A pro-Russian rebel separatist in Ukraine claimed Saturday that most of the passengers on Malaysian Airlines Flight MH17 were dead before the plane was shot down.
Many Putin allies — including news network Russia Today — have tried to offset the blame for the deaths of all 298 passengers and crew by blaming Ukraine, but Girkin’s assertion is the first to suggest that no one was actually killed in the incident.
Preliminary investigation of the crash indicates that the jet was shot from the sky with a sophisticated surface-to-air anti-aircraft weapon. Both President Barack Obama and U.S. Ambassador to the United Nations Samantha Power have said that it is highly unlikely that separatist rebels in eastern Ukraine could have shot down the plane without a great deal of assistance from Russia.
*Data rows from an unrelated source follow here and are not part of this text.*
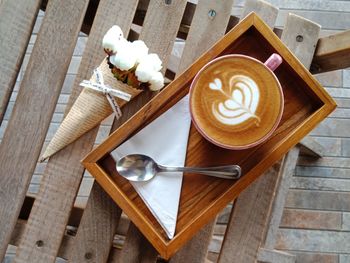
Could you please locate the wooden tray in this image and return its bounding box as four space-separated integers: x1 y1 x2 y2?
83 13 336 259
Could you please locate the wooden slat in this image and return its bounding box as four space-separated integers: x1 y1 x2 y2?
13 0 136 262
169 220 216 263
67 184 122 263
281 14 325 157
258 248 296 263
170 0 233 263
0 0 40 123
281 14 321 68
0 0 88 259
110 223 158 263
311 30 350 73
178 0 233 74
241 0 278 28
68 1 190 262
300 136 327 158
219 14 320 263
262 147 300 250
218 162 281 263
62 0 138 262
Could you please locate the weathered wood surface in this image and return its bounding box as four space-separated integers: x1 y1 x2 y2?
218 162 281 263
0 0 350 263
112 223 158 263
10 1 136 262
0 0 40 124
311 30 350 73
219 14 320 262
258 248 296 263
241 0 278 28
0 0 88 259
260 147 300 251
281 14 321 68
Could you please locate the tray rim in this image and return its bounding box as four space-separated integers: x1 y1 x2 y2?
82 12 336 259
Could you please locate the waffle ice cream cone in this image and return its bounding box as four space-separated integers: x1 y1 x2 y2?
41 59 141 161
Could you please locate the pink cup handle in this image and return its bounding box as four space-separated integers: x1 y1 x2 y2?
264 53 283 71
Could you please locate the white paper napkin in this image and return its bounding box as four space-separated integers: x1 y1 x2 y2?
111 96 191 239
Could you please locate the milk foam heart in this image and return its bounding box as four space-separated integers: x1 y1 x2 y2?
209 75 260 125
190 54 284 150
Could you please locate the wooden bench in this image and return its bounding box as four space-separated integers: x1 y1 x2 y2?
0 0 350 263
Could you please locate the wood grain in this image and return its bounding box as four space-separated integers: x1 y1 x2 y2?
111 223 158 263
241 0 278 28
311 30 350 73
218 162 281 263
281 14 321 69
11 1 136 262
219 14 320 262
83 14 335 257
0 0 40 123
62 0 137 262
262 147 300 250
0 0 88 259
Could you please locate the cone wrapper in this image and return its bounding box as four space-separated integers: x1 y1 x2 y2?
41 59 141 161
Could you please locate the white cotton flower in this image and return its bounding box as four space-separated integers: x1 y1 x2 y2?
149 71 164 91
131 40 148 63
109 42 137 70
140 53 162 71
135 63 155 82
102 26 125 53
135 54 162 82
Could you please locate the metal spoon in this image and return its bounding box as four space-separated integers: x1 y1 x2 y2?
117 154 241 182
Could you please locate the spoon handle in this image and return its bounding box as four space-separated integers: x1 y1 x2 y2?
158 165 241 179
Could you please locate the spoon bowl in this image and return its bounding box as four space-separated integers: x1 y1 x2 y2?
117 154 241 182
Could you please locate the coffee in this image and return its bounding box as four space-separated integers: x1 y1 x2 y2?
190 55 283 149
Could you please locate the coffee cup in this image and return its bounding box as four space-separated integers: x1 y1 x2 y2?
190 54 284 150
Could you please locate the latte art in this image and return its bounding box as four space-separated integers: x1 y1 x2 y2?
209 75 260 126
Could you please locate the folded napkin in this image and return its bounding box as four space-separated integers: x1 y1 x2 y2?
111 96 191 239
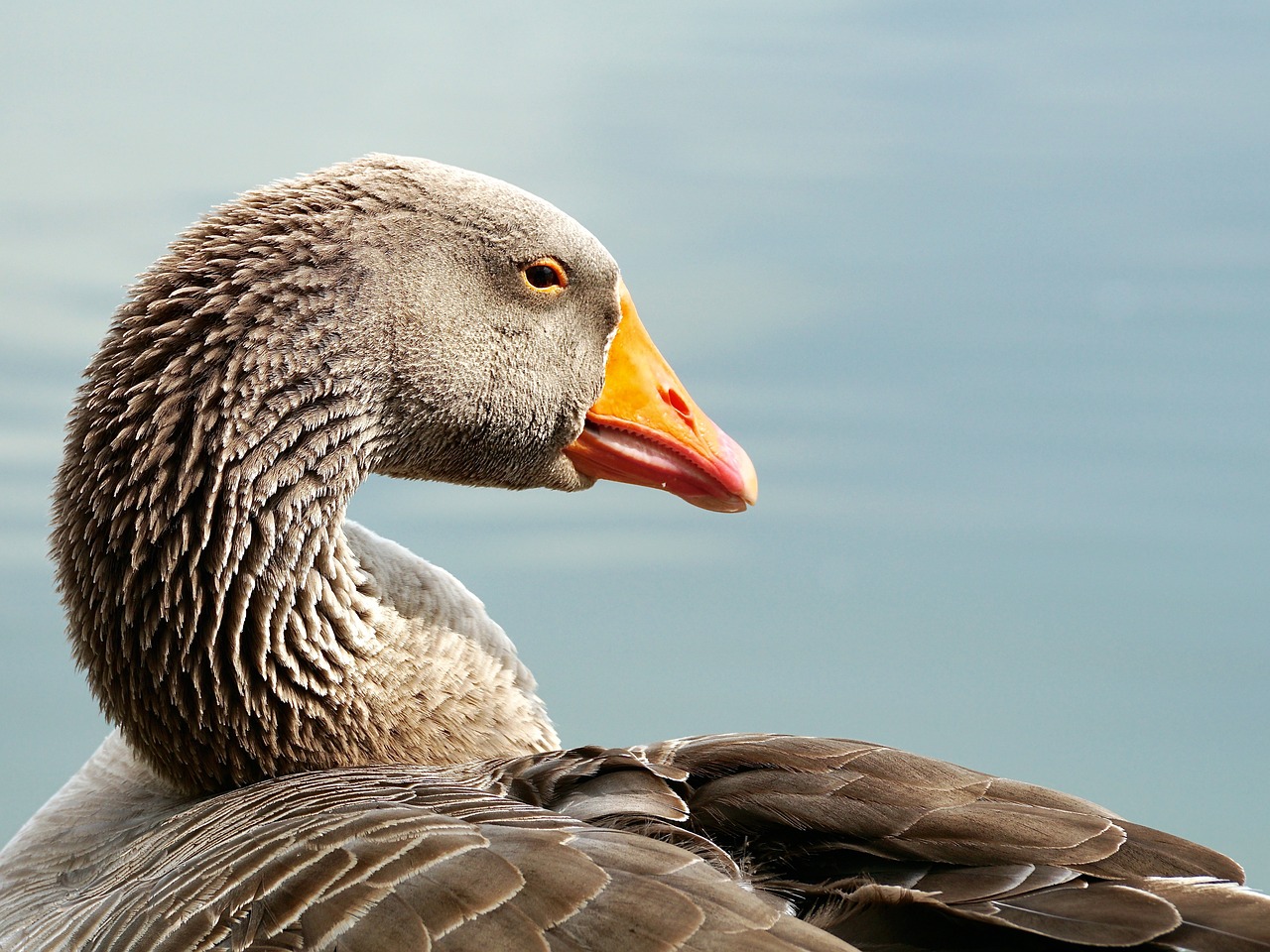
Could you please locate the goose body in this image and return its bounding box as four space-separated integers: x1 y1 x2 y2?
0 156 1270 952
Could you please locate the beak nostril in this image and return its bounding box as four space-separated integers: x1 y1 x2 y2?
658 387 695 429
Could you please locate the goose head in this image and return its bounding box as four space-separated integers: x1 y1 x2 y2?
52 156 757 789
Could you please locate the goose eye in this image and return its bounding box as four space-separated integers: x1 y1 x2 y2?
521 258 569 295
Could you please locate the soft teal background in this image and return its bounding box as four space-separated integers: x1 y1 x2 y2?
0 0 1270 889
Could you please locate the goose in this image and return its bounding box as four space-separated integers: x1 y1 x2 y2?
0 155 1270 952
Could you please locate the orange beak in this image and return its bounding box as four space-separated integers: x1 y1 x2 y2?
564 283 758 513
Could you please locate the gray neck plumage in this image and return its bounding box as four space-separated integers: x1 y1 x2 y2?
52 197 555 790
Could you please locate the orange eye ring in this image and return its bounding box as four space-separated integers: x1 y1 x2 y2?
521 258 569 295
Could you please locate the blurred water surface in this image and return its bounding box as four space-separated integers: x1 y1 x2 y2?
0 0 1270 889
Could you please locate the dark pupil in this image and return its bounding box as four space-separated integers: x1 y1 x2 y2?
525 264 560 289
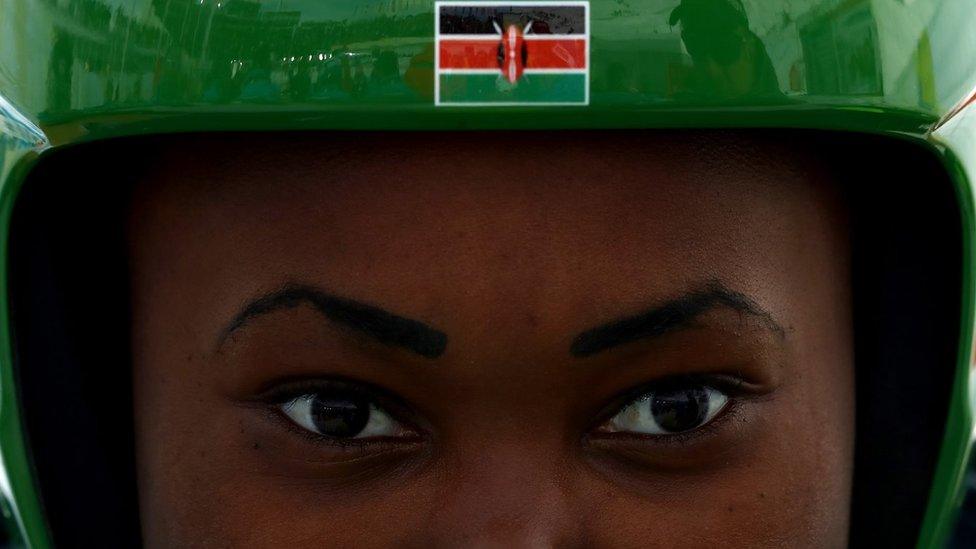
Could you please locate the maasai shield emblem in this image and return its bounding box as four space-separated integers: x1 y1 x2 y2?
434 1 590 107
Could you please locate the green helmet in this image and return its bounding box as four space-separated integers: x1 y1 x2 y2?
0 0 976 547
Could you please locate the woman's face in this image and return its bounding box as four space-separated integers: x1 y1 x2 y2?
130 133 854 547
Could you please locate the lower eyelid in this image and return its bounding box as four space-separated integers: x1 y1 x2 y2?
586 396 744 445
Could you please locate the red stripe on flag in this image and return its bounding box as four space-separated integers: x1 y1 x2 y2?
440 38 586 70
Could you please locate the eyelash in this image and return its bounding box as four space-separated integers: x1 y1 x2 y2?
256 378 424 449
256 375 755 449
585 374 757 440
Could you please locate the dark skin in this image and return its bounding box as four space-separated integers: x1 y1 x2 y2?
130 133 854 547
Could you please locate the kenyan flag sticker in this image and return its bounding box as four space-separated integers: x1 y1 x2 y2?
434 1 590 107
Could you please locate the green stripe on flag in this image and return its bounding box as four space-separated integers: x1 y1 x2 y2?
440 72 586 104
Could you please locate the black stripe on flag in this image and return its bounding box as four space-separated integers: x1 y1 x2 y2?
440 5 586 35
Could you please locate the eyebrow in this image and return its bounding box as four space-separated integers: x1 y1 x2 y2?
569 281 786 358
218 284 447 358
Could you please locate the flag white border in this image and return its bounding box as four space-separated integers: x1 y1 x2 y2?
434 0 591 107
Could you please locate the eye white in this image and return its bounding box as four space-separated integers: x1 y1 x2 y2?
604 386 729 435
281 394 399 438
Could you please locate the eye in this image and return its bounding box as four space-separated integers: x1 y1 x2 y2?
279 390 406 439
600 383 729 435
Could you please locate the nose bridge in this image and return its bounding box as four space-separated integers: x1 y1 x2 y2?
429 441 580 548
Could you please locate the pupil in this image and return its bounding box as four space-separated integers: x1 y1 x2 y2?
651 387 708 433
310 394 369 438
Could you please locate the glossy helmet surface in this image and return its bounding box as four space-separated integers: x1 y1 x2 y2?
0 0 976 547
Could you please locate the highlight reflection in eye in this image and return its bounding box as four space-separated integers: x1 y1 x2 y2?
600 383 729 435
279 390 404 439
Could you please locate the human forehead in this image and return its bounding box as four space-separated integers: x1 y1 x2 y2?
143 132 830 240
137 134 846 338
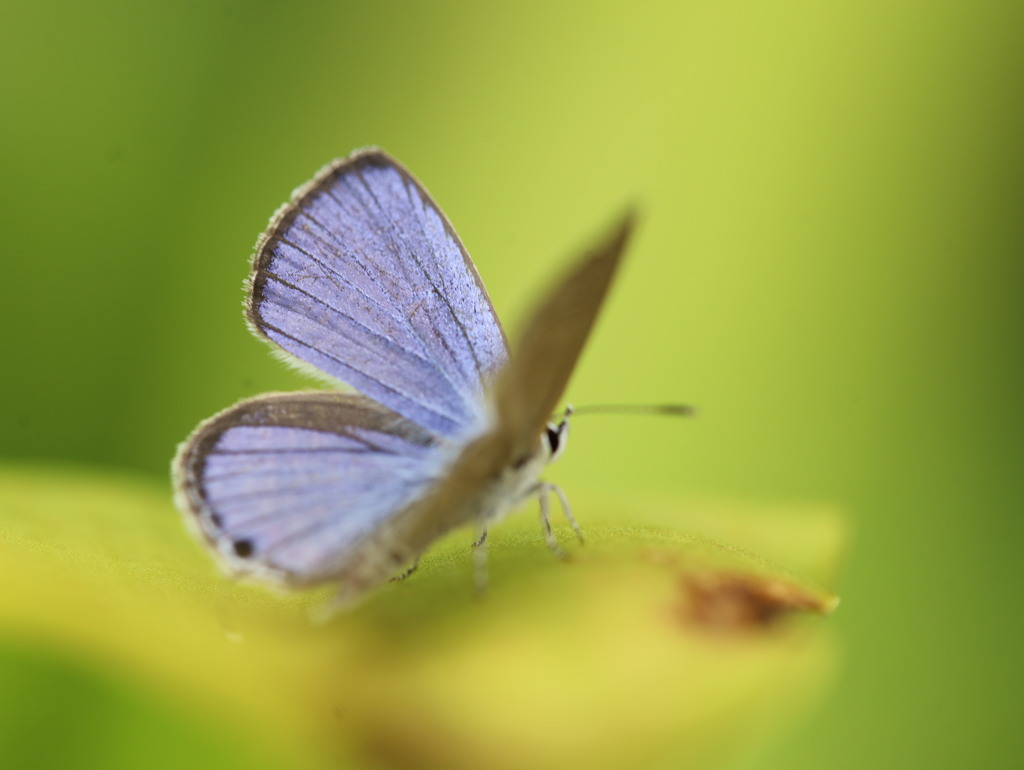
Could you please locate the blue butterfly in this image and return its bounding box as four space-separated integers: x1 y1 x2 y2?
173 148 632 606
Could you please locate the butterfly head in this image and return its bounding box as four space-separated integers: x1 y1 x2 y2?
545 404 572 463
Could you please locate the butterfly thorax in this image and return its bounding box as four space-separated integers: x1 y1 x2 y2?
338 420 568 599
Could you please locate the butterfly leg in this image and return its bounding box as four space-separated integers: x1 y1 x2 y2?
388 559 420 583
473 521 487 598
537 481 565 559
548 484 586 544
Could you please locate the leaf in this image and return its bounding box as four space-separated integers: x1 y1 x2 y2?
0 462 840 770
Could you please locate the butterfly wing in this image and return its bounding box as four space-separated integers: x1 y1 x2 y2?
493 213 634 456
247 149 508 436
174 391 444 586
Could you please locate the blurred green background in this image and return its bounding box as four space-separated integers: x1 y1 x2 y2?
0 0 1024 768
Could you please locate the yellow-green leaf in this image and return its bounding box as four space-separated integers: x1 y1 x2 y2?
0 462 842 770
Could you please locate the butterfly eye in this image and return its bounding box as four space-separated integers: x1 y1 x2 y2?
546 420 569 462
231 540 255 559
548 425 562 455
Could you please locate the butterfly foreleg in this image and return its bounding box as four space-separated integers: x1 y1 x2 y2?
535 481 584 559
536 481 565 559
547 484 586 544
473 519 487 597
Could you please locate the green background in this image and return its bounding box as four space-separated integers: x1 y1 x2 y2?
0 0 1024 768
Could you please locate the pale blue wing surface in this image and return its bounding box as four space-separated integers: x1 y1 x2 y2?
175 391 444 586
248 149 508 436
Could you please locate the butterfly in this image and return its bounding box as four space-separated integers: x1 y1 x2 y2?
173 147 633 607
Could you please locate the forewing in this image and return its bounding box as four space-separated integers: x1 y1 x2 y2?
247 149 508 436
494 214 634 458
174 391 441 586
387 215 633 547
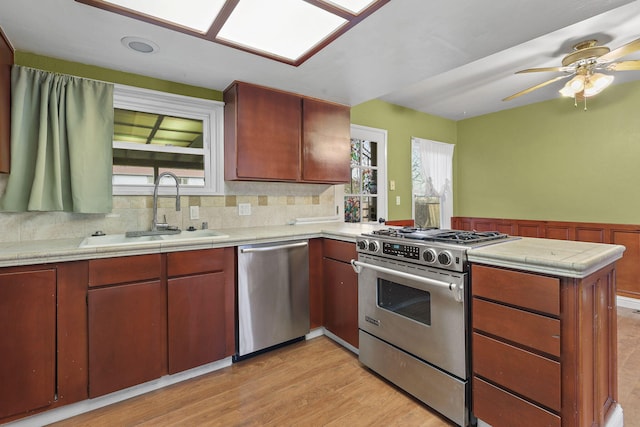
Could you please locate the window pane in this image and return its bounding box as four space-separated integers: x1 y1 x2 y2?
344 196 360 222
361 141 378 167
113 108 202 148
351 138 362 165
360 197 378 221
362 169 378 194
414 196 440 228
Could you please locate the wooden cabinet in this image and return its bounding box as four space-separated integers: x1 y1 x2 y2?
302 98 351 183
471 265 617 427
451 217 640 299
224 82 350 183
0 28 13 173
167 249 235 374
0 261 88 423
87 254 167 398
0 268 56 418
323 239 358 348
224 83 302 181
88 248 235 398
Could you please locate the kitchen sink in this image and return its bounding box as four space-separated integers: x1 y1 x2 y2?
80 230 229 248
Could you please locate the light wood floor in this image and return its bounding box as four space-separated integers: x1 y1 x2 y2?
48 308 640 427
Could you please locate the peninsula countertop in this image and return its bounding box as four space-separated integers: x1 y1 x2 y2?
467 237 625 278
0 222 625 278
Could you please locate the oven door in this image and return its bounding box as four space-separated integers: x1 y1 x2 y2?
352 254 468 380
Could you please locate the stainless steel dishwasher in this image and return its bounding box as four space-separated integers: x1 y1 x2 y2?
235 240 309 360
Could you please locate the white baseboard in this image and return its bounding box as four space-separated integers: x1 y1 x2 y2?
5 357 232 427
616 296 640 310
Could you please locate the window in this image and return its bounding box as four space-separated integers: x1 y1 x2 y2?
343 125 387 222
113 85 224 195
411 138 454 228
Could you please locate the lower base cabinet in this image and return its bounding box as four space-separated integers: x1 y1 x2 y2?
0 269 56 419
471 264 617 427
88 280 166 398
323 239 358 348
168 273 227 374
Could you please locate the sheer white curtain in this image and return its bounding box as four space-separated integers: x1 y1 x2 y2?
411 137 454 229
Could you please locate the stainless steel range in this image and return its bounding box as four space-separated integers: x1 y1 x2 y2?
351 228 510 426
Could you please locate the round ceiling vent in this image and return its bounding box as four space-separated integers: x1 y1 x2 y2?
120 37 159 53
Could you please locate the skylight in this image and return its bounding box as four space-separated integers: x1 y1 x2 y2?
76 0 389 66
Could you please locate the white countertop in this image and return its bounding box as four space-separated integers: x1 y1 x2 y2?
0 222 385 267
467 237 625 278
0 222 625 278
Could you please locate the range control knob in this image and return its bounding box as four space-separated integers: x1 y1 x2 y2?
422 249 437 264
438 251 452 265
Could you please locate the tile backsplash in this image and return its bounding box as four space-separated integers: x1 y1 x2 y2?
0 177 339 243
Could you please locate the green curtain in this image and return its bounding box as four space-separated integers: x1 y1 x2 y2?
0 65 113 213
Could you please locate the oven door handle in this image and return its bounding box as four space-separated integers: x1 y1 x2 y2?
351 259 464 302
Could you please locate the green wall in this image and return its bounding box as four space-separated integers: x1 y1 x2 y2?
14 51 222 101
454 82 640 224
15 52 640 224
351 100 457 219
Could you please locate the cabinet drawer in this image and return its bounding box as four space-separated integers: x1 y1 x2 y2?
471 264 560 316
324 239 358 262
472 332 561 411
89 254 161 287
167 248 224 277
473 377 561 427
472 298 560 357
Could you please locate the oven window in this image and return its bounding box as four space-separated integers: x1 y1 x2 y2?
378 278 431 326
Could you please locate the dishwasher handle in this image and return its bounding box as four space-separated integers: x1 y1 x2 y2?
240 242 309 254
351 259 464 302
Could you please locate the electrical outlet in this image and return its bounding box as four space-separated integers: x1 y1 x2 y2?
189 206 200 219
238 203 251 215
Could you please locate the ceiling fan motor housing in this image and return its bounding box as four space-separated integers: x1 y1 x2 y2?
562 40 610 67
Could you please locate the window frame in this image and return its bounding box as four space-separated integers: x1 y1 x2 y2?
112 84 224 196
335 124 388 224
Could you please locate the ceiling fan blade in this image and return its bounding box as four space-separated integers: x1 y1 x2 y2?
516 67 575 74
597 39 640 64
607 59 640 71
503 74 572 101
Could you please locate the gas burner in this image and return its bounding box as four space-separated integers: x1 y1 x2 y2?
429 230 509 245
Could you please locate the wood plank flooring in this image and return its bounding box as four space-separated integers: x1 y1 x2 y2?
48 308 640 427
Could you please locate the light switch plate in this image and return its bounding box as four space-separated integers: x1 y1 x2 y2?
189 206 200 219
238 203 251 215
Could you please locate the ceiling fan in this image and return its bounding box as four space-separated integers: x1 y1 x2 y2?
503 39 640 101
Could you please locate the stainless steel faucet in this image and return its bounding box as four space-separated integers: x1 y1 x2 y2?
151 172 180 231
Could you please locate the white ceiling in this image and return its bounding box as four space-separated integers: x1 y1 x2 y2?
0 0 640 120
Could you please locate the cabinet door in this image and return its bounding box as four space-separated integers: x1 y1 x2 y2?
302 98 351 183
168 272 232 374
225 83 302 181
88 280 166 398
0 270 56 418
324 258 358 348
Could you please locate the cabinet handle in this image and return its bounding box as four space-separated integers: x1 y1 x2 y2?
240 242 307 254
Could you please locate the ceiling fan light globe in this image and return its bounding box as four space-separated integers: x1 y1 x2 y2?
560 75 585 97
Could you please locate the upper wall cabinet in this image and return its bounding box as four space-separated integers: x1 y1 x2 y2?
224 82 350 183
0 28 13 173
302 98 351 183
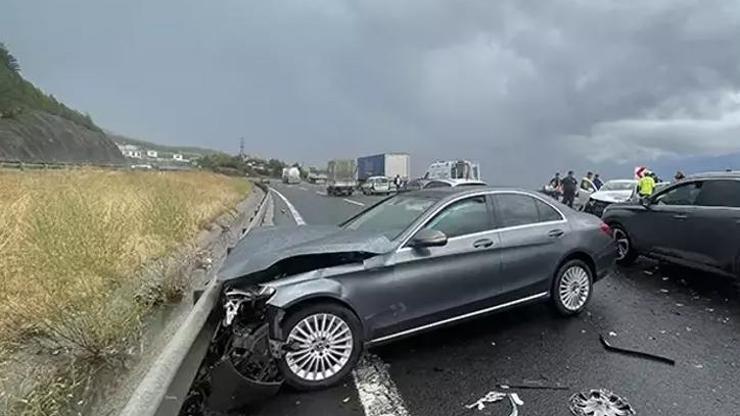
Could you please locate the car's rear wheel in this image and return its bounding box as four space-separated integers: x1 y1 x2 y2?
552 260 594 316
278 303 362 390
611 225 637 266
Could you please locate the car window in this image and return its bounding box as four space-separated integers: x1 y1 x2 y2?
342 195 437 240
696 180 740 208
424 182 451 189
424 196 491 238
653 182 702 205
534 199 563 222
494 194 540 228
Girkin, who also goes by the name Strelkov, said that he has yet to confirm the assertion, but that Ukrainian officials are “capable of any baseness.”
At the scene, he said, large amounts of blood serum and medications were found. Girkin may or may not have realized that the plane was carrying approximately 100 doctors, researchers and experts on HIV-AIDS who were bound for an international conference in Malaysia.
If the rebel leader’s assertion sounds like a plot twist from a particularly far-fetched spy film, that’s because it was. In an episode of the U.K TV series "Sherlock" an airplane loaded with corpses was brought down from the sky in order to convince a group of saboteurs that their encryption codes had not been cracked by the government.
Where Girkin believes the Ukrainian government obtained nearly 300 corpses is unclear, let alone how officials managed to dress the bodies and provide them with passports and travel information.